Il mercato obbligazionario globale nel suo complesso sembra fare spazio alla sostenibilità. Mitch Reznick, head of Research and Sustainable Fixed Income per la divisione internazionale di Federated Hermes, ricorda infatti che ormai il 20% di tutte le emissioni primarie con rating investment grade rientra nel segmento dei green, social o sustainable bond e che il volume complessivo di questo mercato si attesta su oltre 1,7 miliardi di dollari. 

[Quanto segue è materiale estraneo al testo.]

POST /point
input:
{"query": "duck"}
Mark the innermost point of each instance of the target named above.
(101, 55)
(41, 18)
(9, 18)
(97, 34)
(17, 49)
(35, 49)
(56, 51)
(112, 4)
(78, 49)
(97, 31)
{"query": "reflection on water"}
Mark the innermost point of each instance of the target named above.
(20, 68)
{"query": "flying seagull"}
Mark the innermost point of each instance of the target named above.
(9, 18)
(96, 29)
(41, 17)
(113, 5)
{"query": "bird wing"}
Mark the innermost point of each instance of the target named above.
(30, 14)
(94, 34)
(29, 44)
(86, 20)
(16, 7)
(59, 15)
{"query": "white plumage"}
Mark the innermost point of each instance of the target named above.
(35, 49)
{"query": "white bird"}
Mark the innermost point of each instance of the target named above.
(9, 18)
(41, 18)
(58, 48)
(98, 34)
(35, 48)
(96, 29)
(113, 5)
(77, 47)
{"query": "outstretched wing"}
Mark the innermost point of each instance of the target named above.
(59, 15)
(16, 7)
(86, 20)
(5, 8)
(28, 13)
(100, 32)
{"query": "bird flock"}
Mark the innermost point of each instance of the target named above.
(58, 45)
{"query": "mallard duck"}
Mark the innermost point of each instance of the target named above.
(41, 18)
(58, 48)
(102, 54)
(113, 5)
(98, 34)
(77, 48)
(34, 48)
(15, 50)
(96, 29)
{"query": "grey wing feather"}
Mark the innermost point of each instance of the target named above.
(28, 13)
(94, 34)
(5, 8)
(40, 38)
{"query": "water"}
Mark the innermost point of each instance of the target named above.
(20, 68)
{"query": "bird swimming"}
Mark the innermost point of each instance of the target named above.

“Nelle vesti di gestori attivi nel mondo obbligazionario, possiamo giocare il nostro ruolo per rispondere alle recenti chiamate all’azione. Possiamo ad esempio continuare a creare soluzioni di investimento tematiche e processi di investimento in grado di indirizzare il capitale verso quelle aziende che cercano di fare passi in avanti in termini di decarbonizzazione in maniera seria e credibile, avendo allo stesso tempo il potenziale necessario a fornire rendimenti superiori adeguati per il rischio”, commenta Reznick. “Questi rendimenti possono essere intercettati in quei nomi che hanno una buona governance ed una valida impostazione e che, dal nostro punto di vista, possono riuscire ad individuare la traiettoria dell’economia globale nei prossimi decenni tracciata da governi ed enti regolatori. Ambiti, ad esempio, quali net zero e tutela della biodiversità, tema quest’ultimo emerso con decisione durante la COP26 e che potrà diventare un grande filone nel campo degli investimenti sostenibili in futuro”, prosegue Reznick. 

Giuliano D'Acunti, Invesco


La risposta dell’asset management alla COP26 può così svilupparsi su due fronti, investimenti e  impegno nella scelta di società che siano attente alla sostenibilità anche da punto di vista della governance. “I passi concreti che l’obiettivo di emissioni nette zero nel 2050 richiede mostrano due cose”, evidenzia Giuliano D’Acunti, country head per l’Italia di Invesco. “La prima: si aprono possibilità e necessità di investimento enormi, come infrastrutture e ricerca scientifica e tecnologica: un’area in cui gli investimenti ESG potranno andare oltre gli slogan. La seconda: gli impatti sociali e politici delle scelte di transizione energetica. Anche questa è un’area in cui il coinvolgimento sociale e di governance degli investitori potrebbe dare un contributo utile”, conclude D’Acunti.